In [18]:
from nltk.corpus import brown, sentiwordnet as swn
from nltk.corpus.reader.tagged import TaggedCorpusReader
from tqdm.autonotebook import tqdm

import csv
import nltk

In [49]:
# Preprocess. Preprocessing corpus
# =====
# * Get some portion of sentences from corpus (default: all sentences)
# * Filter words which are not alphabetio
# * Make words to the lower case
# * Get POS tags of sentences if corpus is not already tagged

print("==== Preprocess: Preprocessing corpus ====")

using_corpus = brown
sentences_portion = 1

corpus_tagged = isinstance(using_corpus, TaggedCorpusReader)

sentences = using_corpus.tagged_sents() if corpus_tagged else using_corpus.sents()
sentences = sentences[:int(len(sentences) * sentences_portion)]

if corpus_tagged:
    sentences = [
        [
            (word.lower(), tag) for word, tag in words if word.isalpha()
        ] for words in tqdm(sentences)
    ]

else:
    sentences = [
        [
            (word.lower(), tag) for word, tag in nltk.pos_tag(words) if word.isalpha()
        ] for words in tqdm(sentences)
    ]

==== Preprocess: Preprocessing corpus ====


HBox(children=(FloatProgress(value=0.0, max=57340.0), HTML(value='')))




In [50]:
# 0. Extracting Lexical Items
# =====
# * Find adverb + predicate pairs from corpus

print("==== Stage 0: Extracting Lexical Items ====")

adverbs = {}
adverbs_all = {}
predicates = {}
predicates_all = {}
bigrams = {}

for tokens in tqdm(sentences):
    for index, (word, pos) in enumerate(tokens):
        # Count adjectives
        if pos in ('JJ', 'JJR', 'JJS'):
            if word not in predicates_all:
                predicates_all[word] = 0
            
            predicates_all[word] += 1
            continue
        
        if pos != 'RB':
            continue
        
        if len(tokens) <= index + 1:
            continue
        
        # Count adverbs
        if word not in adverbs_all:
            adverbs_all[word] = 0
        
        adverbs_all[word] += 1
        
        next_word, next_pos = tokens[index + 1]
        
        # Not using ('RB', 'RBR', 'RBS') as it contains some collocations like nearly as, ...
        if next_pos not in ('JJ', 'JJR', 'JJS'):
            continue
        
        # Count adverbs with adjectives
        if word not in adverbs:
            adverbs[word] = 0
        
        adverbs[word] += 1
        
        # Count adjectives with adverb
        if next_word not in predicates:
            predicates[next_word] = 0
        
        predicates[next_word] += 1
        
        # Count (adverb, adjective) bigrams
        bigram = (word, next_word)
        if bigram not in bigrams:
            bigrams[bigram] = 0
        
        bigrams[bigram] += 1

print("Adverbs: %d" % len(adverbs))
print("Predicates: %d" % len(predicates))
print("Bigrams: %d" % len(bigrams))

==== Stage 0: Extracting Lexical Items ====


HBox(children=(FloatProgress(value=0.0, max=57340.0), HTML(value='')))


Adverbs: 436
Predicates: 858
Bigrams: 1495


In [43]:
# 1. Filtering rare adverbs
# =====
# * Filter some adverbs which doesn't appear too much
#   as it is hard to determine how restrictive it is

print("==== Stage 1: Filter rare adverbs ====")
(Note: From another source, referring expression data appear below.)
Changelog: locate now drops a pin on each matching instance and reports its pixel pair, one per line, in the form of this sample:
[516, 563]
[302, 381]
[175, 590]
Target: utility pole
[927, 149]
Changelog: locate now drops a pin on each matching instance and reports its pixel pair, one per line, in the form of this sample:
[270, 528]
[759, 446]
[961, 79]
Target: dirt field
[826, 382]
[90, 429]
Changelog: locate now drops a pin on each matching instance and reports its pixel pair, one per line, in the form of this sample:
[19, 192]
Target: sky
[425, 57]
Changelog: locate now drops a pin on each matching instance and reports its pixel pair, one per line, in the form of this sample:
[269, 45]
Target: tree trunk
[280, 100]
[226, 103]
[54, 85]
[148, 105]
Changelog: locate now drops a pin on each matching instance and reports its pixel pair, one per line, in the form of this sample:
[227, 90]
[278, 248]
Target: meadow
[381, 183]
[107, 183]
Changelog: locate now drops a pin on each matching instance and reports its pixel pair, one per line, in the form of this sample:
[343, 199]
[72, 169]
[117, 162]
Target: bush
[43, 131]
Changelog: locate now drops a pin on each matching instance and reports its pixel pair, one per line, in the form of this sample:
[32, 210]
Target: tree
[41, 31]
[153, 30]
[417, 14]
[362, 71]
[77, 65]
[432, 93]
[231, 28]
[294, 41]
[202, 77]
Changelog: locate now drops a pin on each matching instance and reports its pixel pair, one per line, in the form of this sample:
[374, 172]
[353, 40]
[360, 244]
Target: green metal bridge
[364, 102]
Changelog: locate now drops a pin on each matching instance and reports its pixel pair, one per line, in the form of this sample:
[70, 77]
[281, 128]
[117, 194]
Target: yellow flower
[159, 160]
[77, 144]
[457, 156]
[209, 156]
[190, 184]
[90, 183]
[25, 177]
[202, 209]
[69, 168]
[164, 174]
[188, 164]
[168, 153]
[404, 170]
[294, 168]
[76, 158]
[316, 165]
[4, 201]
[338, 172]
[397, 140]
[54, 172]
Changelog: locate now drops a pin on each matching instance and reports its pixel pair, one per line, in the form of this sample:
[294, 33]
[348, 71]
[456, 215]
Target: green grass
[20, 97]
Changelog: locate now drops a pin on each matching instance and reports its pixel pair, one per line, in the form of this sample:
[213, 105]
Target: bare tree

appear_threshold = 2 # int(len(sentences) * 0.0003)

# Filtering rare adverbs
rare_adverbs = {}
def filter_adverbs(adverb, appear_count):
    if appear_count < appear_threshold:
        rare_adverbs[adverb] = appear_count
        return False
    
    return True

adverbs = {
    adverb: appear_count
    for adverb, appear_count in adverbs.items()
    if filter_adverbs(adverb, appear_count)
}

# Filtering bigrams & predicates by rare adverbs
def filter_bigrams(bigram, appear_count):
    adverb, predicate = bigram
    if adverb not in rare_adverbs:
        return True
    
    # Invalidate predicates
    predicates[predicate] -= appear_count
    return False

bigrams = {
    bigram: appear_count
    for bigram, appear_count in bigrams.items()
    if filter_bigrams(bigram, appear_count)
}

predicates = {
    predicate: appear_count
    for predicate, appear_count in predicates.items()
    if appear_count > 0
}

print("%d adverbs have been invalidated" % len(rare_adverbs))
print("%d adverbs left" % len(adverbs))

==== Stage 1: Filter rare adverbs ====
225 adverbs have been invalidated
211 adverbs left


In [44]:
# 2. Get restrictiveness of adverbs
# =====
# * Find how restrictive an adverb is by getting max frequency of a certain verb / adjective
#   coming with the adverb among the whole count of verb / adjective
#
# (Restrictiveness is higher if the adverb comes mostly with a certain verb / adjective)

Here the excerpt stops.